Hypothesis

Berberine, via AMPK activation and PCSK9 inhibition, modulates the brain’s energy‑sensing machinery to convert age‑related neuronal loss from a passive degenerative process into an active, metabolically driven eviction of inefficient neurons.

Mechanistic Rationale

• AMPK activation signals low cellular ATP, a cue that in developing tissue triggers complement‑mediated synapse pruning and microglial phagocytosis ([1][2]).
• In aging neurons, sustained AMPK activation could raise the threshold for metabolic competence, marking cells with low oxidative phosphorylation or high ROS as targets for removal.
• Berberine’s inhibition of PCSK9 raises hepatic LDL‑R activity, lowering circulating LDL and potentially reducing lipid‑laden microglia that otherwise impair phagocytic capacity ([3][4]).
• Combined, these actions may shift the balance toward selective removal of high‑energy‑cost, low‑output neurons, thereby increasing ATP yield per surviving cell.

Testable Predictions

1. Marker shift – Chronic low‑dose berberine in 20‑month‑old mice will decrease neuronal death markers unrelated to activity (e.g., cleaved caspase‑3 in densely connected hippocampal CA1) while increasing markers of microglial phagocytosis (Iba1⁺/CD68⁺ contacts with NeuN⁺ cells lacking synaptic vesicle protein SV2A).
2. Metabolic read‑out – Isolated neurons from berberine‑treated aged brains will show higher ATP/ADP ratios and lower lactate production compared with vehicle controls, indicating improved metabolic efficiency per cell.
3. Network efficiency – In vivo two‑photon calcium imaging will reveal reduced pairwise correlation variance and increased information transmission (mutual entropy) in local circuits despite a ~15% reduction in total neuron number.
4. Lipid mediator link – Berberine treatment will lower hippocampal PCSK9 protein and raise LDL‑R expression, correlating with the degree of neuronal eviction (Spearman r > 0.6).

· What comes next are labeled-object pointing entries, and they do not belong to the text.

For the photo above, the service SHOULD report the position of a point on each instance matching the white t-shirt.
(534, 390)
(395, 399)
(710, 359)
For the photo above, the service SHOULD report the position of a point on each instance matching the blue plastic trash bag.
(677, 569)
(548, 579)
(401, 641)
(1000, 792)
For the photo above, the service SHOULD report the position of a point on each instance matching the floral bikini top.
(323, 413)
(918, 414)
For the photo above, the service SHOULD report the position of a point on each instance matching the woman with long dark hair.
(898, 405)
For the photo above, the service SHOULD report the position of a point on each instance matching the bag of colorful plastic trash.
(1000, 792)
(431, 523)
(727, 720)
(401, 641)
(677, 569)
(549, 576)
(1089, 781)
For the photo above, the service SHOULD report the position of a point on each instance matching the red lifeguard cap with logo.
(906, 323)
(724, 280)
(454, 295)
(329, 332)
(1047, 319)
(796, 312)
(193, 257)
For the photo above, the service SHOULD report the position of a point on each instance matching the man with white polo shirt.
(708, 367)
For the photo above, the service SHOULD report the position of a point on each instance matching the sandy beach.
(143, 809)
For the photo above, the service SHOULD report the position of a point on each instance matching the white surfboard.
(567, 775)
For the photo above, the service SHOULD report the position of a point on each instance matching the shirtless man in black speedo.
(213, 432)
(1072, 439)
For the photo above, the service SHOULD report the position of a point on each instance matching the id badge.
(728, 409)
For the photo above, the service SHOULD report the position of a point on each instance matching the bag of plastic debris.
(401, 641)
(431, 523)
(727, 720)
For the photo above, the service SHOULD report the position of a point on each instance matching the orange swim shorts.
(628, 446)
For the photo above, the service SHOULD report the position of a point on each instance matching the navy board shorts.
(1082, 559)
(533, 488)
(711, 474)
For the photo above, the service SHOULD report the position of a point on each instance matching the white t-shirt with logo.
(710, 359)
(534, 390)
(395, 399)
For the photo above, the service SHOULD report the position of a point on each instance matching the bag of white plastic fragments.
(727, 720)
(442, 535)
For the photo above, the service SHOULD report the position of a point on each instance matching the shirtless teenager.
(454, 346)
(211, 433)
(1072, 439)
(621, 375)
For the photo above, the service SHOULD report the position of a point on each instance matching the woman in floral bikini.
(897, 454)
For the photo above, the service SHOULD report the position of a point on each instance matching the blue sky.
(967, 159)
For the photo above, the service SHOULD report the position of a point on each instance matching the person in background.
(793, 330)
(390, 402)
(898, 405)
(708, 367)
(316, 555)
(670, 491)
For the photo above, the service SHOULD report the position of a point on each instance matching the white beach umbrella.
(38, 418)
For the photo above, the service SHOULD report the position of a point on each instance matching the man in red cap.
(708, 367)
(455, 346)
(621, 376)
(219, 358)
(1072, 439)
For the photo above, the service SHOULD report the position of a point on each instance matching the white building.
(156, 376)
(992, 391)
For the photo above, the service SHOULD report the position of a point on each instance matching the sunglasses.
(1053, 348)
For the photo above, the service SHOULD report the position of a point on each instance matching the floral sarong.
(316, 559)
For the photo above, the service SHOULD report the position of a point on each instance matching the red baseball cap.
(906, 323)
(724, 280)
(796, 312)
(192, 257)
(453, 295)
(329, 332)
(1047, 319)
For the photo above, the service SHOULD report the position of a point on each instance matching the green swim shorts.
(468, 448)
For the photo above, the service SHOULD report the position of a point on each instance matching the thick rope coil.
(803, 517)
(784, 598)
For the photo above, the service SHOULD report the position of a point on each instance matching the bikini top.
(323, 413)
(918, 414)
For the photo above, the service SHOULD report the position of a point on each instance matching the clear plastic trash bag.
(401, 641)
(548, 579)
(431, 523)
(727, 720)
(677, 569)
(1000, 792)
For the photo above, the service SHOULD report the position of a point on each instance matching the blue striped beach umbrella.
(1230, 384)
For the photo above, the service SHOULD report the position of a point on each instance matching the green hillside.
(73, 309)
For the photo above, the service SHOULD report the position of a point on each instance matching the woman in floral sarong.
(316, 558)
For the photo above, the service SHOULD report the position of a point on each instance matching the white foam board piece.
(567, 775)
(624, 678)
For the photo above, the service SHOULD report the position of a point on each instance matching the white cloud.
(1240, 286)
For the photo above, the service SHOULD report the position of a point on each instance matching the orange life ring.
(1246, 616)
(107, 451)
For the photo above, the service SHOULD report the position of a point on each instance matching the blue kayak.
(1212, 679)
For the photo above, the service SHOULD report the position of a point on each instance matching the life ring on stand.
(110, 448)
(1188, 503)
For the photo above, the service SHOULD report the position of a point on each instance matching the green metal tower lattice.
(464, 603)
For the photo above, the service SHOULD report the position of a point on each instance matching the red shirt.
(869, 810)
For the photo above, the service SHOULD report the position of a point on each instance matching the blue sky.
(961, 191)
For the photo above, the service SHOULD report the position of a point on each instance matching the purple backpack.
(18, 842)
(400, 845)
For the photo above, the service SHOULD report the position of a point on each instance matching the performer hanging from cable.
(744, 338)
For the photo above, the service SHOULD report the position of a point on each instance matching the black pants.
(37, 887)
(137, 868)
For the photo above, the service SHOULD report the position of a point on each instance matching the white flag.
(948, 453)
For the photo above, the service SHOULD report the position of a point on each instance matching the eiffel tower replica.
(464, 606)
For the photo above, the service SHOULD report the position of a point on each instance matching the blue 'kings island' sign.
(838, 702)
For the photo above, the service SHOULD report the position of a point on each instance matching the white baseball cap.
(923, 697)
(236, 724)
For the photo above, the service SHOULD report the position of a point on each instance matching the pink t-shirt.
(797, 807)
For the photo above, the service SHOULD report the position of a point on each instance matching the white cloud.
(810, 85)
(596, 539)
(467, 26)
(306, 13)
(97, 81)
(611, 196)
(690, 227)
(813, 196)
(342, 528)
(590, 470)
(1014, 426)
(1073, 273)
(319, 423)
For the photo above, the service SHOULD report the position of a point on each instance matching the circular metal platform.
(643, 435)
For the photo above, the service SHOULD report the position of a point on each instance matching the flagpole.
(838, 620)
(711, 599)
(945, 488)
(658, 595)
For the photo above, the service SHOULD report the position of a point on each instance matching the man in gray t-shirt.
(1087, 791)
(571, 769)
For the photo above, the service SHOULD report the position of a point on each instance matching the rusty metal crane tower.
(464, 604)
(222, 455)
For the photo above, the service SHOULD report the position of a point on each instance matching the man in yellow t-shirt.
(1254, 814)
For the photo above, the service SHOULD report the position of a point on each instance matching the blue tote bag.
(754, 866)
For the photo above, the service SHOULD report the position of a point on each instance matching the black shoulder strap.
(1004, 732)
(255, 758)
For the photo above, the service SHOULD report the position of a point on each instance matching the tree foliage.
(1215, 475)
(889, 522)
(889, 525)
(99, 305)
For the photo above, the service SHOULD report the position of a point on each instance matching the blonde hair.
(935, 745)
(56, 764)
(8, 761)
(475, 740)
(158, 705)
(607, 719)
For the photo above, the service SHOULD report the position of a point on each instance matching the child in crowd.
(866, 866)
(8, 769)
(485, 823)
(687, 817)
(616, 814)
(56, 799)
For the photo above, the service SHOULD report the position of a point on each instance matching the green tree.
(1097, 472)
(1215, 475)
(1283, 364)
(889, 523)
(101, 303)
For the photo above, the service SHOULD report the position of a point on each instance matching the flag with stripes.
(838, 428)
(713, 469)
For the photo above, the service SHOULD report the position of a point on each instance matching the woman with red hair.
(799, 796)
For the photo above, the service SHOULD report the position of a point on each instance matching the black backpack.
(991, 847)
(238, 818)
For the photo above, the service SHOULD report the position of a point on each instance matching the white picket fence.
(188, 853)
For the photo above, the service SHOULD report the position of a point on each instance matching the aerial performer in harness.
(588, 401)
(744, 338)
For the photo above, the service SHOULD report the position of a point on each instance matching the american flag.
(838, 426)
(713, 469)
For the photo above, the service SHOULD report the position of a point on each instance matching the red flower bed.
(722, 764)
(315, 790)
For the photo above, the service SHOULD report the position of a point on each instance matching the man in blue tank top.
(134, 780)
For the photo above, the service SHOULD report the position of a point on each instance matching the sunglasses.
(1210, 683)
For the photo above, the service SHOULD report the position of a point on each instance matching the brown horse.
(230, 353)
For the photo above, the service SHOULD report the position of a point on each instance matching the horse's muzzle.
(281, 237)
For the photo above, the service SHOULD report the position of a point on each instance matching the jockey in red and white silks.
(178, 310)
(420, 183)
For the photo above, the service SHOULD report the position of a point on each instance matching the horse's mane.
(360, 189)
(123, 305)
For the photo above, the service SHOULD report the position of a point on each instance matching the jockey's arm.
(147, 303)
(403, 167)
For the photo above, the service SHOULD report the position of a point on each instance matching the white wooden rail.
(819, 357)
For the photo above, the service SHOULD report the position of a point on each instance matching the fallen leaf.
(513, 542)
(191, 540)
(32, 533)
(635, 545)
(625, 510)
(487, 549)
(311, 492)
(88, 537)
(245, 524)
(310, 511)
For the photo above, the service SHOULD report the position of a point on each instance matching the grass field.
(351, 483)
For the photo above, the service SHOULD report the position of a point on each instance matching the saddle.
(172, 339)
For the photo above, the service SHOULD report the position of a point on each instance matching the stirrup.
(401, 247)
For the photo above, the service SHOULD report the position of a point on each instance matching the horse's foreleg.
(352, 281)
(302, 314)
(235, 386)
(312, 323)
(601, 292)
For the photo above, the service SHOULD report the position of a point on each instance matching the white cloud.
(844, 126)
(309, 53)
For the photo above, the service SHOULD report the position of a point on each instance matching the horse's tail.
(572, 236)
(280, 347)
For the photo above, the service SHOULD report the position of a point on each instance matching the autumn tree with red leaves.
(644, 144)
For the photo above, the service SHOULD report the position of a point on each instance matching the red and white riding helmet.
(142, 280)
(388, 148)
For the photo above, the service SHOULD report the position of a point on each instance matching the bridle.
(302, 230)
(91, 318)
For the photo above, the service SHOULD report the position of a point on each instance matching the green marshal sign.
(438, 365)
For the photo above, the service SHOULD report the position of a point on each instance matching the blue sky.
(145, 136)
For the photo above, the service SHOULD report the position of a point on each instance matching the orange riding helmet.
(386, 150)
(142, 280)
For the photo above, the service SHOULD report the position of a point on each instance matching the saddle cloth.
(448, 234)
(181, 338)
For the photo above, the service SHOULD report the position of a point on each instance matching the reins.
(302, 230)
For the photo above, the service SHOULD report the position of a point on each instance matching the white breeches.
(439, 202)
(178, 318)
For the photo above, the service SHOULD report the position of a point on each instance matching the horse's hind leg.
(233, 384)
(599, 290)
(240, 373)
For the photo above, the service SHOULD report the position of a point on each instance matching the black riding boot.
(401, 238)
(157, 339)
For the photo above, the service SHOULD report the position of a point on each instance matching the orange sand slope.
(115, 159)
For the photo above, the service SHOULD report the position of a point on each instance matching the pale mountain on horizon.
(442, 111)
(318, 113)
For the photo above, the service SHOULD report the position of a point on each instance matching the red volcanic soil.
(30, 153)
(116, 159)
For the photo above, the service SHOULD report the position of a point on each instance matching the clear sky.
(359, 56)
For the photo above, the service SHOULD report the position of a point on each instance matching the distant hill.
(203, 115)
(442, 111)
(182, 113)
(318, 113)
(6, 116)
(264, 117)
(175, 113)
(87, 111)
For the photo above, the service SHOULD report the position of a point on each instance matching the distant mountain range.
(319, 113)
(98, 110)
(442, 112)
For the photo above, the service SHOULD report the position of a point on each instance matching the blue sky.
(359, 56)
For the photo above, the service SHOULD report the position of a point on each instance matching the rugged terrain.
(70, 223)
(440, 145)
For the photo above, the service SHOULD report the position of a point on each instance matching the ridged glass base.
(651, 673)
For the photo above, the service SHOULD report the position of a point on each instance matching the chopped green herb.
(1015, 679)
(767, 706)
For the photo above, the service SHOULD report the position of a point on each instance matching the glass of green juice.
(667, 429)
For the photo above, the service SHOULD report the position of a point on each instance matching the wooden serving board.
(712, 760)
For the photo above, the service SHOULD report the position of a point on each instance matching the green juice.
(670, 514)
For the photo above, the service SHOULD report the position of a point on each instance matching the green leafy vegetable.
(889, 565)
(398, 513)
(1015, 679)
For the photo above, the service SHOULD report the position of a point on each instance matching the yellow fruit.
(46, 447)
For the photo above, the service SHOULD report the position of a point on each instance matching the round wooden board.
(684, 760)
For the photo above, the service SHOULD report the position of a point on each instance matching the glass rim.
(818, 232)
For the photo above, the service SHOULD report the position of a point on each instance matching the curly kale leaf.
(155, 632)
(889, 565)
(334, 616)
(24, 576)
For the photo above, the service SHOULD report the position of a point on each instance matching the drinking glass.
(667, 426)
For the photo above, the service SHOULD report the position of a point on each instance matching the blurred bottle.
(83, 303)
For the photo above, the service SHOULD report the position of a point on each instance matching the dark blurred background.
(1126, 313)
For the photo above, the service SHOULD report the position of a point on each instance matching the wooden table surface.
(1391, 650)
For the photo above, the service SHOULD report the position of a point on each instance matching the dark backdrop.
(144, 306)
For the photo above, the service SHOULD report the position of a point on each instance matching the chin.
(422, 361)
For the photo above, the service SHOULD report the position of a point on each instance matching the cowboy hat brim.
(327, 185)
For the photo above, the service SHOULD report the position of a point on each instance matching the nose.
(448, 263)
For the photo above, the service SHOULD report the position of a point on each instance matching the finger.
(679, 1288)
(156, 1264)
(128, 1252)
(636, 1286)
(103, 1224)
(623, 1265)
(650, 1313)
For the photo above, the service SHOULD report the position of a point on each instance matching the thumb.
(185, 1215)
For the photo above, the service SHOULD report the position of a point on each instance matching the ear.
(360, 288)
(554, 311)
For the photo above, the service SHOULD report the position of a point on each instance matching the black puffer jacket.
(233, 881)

Experimental Design (Falsifiable)

• Groups (n=10 per group): young (3 mo) vehicle, aged (20 mo) vehicle, aged berberine (50 mg/kg/day, oral, 12 weeks), aged metformin (positive control), aged berberine + AMPK inhibitor (Compound C).
• Readouts at endpoint: immunostaining for C1q, cleaved caspase‑3, Iba1/CD68, NeuN, SV2A; lipidomics for LDL‑R/PCSK9; Seahorse ATP assay on acutely isolated hippocampi; in vivo calcium imaging during whisker‑stimulation task.
• Falsification: If berberine does not alter the ratio of phagocytic markers to apoptotic markers, or if ATP/ADP ratios remain unchanged while neuron number stays constant, the hypothesis that berberine drives active metabolic eviction is unsupported. Conversely, a selective increase in phagocytic clearance of low‑activity neurons without rise in apoptotic death would support it.

Implications

Confirming that berberine can harness the brain’s intrinsic quality‑control system would reframe age‑related neuronal loss as a potentially tunable, energy‑sensing process rather than irreversible damage, opening metabolic‑based strategies to preserve circuit efficiency.